Les conflits Sud-Sud créent des tensions en 1978. Au début des années 1980, nombre d’États du Sud profitent du retour à la guerre froide consécutif à la fin de la Détente pour s’aligner davantage sur un des deux Grands, dans le but d’en tirer des bénéfices économiques et stratégiques. Certains privilégient alors des formes de construction régionale contribuant à une fragmentation du Sud. Le MNA perd de sa visibilité.

Une désoccidentalisation

Il est beaucoup question aujourd’hui de désoccidentalisation du monde et d’affirmation du Sud, à travers les pays dits «émergents».

Alors que les travaux historiques sur les relations Est-Sud au temps de la guerre froide se multiplient, la Russie rejoue elle aussi la carte de la solidarité internationale, notamment en Afrique.

La possible extension du groupe des BRICS est présentée par ses promoteurs et ses partisans comme une saine revanche du Sud, derrière le leadership de Pékin et Moscou, dans une croisade contre l’unipolarité et l’unilatéralisme des États-Unis, l’imposition des ‘’valeurs’’ occidentales et l’exportation de la démocratie, et plus largement contre la domination de l’Occident.

Que le «Reste» uni se dresse contre l’Occident suscite au sein de ce dernier des craintes – ou des espoirs – souvent excessifs. Parler de «non-alignement» permet de vanter l’«agentivité» des acteurs du Sud (qui, en fait, a toujours existé, même au temps de l’unipolarité), de prôner un monde multipolaire qui serait par nature plus stable et juste (ce qui reste à prouver), d’épouser des grands principes (égalité, justice, priorité aux questions globales, résolutions pacifique des conflits, désarmement…) qui ne sont guère respectés et parfois instrumentalisés par nombre d’États du Sud, de surévaluer la convergence des intérêts entre pays du Sud si différents entre eux (apparente déjà dans les organisations régionales).

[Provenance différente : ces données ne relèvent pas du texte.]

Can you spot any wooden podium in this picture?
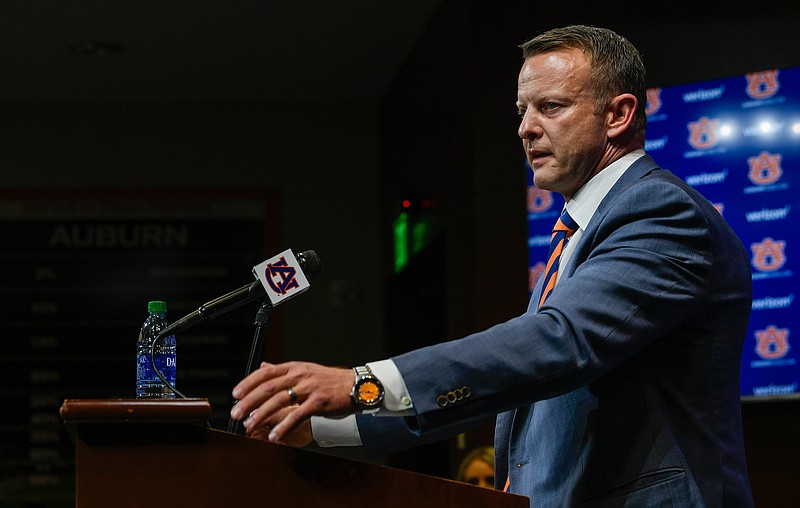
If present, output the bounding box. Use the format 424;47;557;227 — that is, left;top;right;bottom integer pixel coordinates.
60;399;527;508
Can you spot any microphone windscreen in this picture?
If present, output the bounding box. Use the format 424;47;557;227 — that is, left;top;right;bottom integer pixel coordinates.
297;250;323;280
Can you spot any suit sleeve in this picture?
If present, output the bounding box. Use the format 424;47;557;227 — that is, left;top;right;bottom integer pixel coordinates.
357;413;495;457
392;175;717;433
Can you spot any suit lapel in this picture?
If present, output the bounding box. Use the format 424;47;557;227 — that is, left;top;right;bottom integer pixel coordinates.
560;155;661;279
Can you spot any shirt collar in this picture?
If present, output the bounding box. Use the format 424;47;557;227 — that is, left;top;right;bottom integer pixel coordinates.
565;149;646;231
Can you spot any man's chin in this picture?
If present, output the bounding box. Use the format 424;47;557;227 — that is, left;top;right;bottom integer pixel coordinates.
532;172;557;193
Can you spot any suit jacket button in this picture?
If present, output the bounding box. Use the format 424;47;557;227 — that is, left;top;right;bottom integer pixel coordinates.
436;395;448;407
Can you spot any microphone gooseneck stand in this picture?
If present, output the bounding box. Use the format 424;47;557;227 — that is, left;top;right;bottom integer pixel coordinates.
227;302;272;435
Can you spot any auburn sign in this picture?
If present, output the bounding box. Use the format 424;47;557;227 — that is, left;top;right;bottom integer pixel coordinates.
751;237;787;272
755;325;791;360
745;70;780;100
687;116;720;150
747;151;783;186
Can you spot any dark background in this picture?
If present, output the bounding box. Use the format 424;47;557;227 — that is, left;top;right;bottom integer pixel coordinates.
1;1;799;506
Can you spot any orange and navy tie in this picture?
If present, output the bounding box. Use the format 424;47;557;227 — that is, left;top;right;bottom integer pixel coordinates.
503;209;579;494
538;208;579;309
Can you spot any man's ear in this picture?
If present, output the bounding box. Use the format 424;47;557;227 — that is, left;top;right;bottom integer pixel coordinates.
606;93;638;139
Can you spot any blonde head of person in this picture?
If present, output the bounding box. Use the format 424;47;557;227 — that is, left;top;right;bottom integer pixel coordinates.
456;447;495;489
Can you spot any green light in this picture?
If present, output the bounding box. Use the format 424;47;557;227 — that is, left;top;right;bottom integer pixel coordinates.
412;220;429;255
394;212;409;273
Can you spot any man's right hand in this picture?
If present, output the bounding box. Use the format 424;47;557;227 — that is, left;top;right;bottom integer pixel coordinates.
245;406;314;448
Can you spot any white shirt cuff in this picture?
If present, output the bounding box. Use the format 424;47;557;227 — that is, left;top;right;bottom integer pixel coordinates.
310;359;415;448
366;359;414;415
311;415;362;447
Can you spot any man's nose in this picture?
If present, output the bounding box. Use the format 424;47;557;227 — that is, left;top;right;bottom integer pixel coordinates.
518;110;541;139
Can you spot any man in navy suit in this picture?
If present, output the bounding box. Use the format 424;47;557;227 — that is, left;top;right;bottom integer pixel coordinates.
231;25;754;507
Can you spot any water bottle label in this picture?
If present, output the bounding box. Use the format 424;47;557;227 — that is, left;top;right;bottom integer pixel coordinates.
136;311;177;399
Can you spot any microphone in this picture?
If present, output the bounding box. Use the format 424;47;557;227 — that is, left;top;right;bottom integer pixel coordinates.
158;249;322;338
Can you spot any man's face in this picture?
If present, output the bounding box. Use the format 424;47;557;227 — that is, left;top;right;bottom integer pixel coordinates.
517;48;610;200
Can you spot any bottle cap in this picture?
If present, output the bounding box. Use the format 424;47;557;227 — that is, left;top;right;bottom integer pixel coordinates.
147;301;167;313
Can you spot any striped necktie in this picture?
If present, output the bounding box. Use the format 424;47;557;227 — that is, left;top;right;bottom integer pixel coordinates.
538;208;579;308
503;209;579;493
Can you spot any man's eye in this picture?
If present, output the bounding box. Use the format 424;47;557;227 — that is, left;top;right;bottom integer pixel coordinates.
517;108;526;116
541;102;559;111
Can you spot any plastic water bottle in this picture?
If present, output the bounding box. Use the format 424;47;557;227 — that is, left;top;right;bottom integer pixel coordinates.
136;300;177;399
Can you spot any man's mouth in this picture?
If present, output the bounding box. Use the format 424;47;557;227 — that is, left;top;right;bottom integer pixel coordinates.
528;149;552;164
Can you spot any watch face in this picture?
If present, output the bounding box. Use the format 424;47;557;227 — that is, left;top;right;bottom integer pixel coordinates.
357;381;381;404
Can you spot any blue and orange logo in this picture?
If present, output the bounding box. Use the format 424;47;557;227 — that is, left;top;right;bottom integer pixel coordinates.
687;116;720;150
750;237;787;272
754;325;791;360
645;88;662;116
527;187;554;213
529;262;545;293
747;151;783;186
264;257;300;295
745;70;780;100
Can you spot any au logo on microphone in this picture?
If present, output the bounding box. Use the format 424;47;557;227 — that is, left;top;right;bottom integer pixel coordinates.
252;249;311;306
264;257;300;295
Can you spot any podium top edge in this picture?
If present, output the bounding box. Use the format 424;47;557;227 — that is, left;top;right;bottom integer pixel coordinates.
60;398;211;425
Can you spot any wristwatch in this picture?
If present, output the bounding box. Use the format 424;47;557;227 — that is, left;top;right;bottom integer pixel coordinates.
350;365;384;414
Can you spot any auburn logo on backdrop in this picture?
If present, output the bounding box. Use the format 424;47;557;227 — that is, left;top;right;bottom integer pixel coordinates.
527;186;554;213
754;325;791;360
687;116;720;150
747;151;783;186
529;262;545;293
645;88;662;116
745;70;780;100
751;237;787;272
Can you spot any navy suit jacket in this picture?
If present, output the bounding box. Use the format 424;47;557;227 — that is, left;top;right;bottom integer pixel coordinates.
358;155;754;507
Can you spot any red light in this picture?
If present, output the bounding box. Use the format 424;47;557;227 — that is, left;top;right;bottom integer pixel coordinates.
402;199;411;209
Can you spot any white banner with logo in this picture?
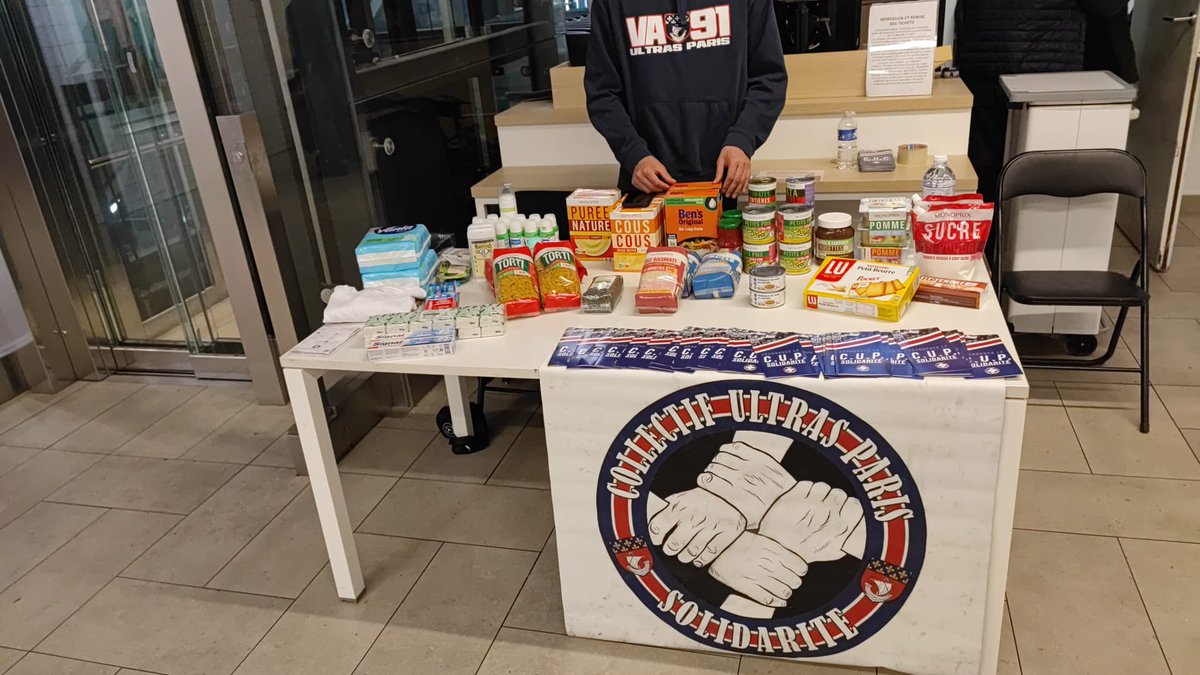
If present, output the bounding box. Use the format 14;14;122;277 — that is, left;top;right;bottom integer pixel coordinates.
541;367;1005;675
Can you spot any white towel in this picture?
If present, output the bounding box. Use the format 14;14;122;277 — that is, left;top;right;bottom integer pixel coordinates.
322;284;427;324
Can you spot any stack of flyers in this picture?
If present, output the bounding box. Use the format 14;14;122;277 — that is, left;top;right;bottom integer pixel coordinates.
884;333;919;379
826;332;892;377
754;333;821;379
547;327;588;367
544;326;1022;379
965;334;1023;378
895;328;972;376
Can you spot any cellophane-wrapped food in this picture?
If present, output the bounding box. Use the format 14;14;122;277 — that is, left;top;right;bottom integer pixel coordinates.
636;246;688;314
533;241;582;312
491;247;541;318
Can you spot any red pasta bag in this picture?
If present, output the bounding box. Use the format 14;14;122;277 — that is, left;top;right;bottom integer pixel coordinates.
491;247;541;318
532;241;584;312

Or il n’y a, entre tous ces nombreux pays du Sud, ni identité commune ni recherche de projet commun. Rares sont les pays qui peuvent parler à tout le monde pour éviter les fossés entre Nord et Sud et entre Occident et alignement sino-russe, comme l’Indonésie a prétendu le faire en présidant le G20 de novembre dernier… avec peu de succès.

Nombre de pays cherchent à parier économiquement sur la Chine, désormais aussi sur l’Arabie saoudite ou le Brésil, tout en continuant de se «couvrir», notamment dans le domaine de la sécurité, du côté américain.

En réalité, le jeu de la plupart des États est proactif. Il existe une vraie diplomatie des puissances ‘’moyennes’’ qui évitent l’alignement non par de grandes déclarations de principe ou à travers la participation à des grand-messes où les discours se succèdent, mais par du multi-alignement comme le fait l’Inde, qui jongle entre le Quad, les BRICS et l’Organisation de Coopération de Shanghai), ou par des diplomaties à la fois multivectorielles.

On peut toujours prétendre qu’on est retourné au monde de la guerre froide, simplifié rétrospectivement autour de quelques cartes ; mais les stratégies des pays qui jouent avec la question de l’alignement montrent bien qu’un monde avec trois ensembles distincts n’existe pas aujourd’hui.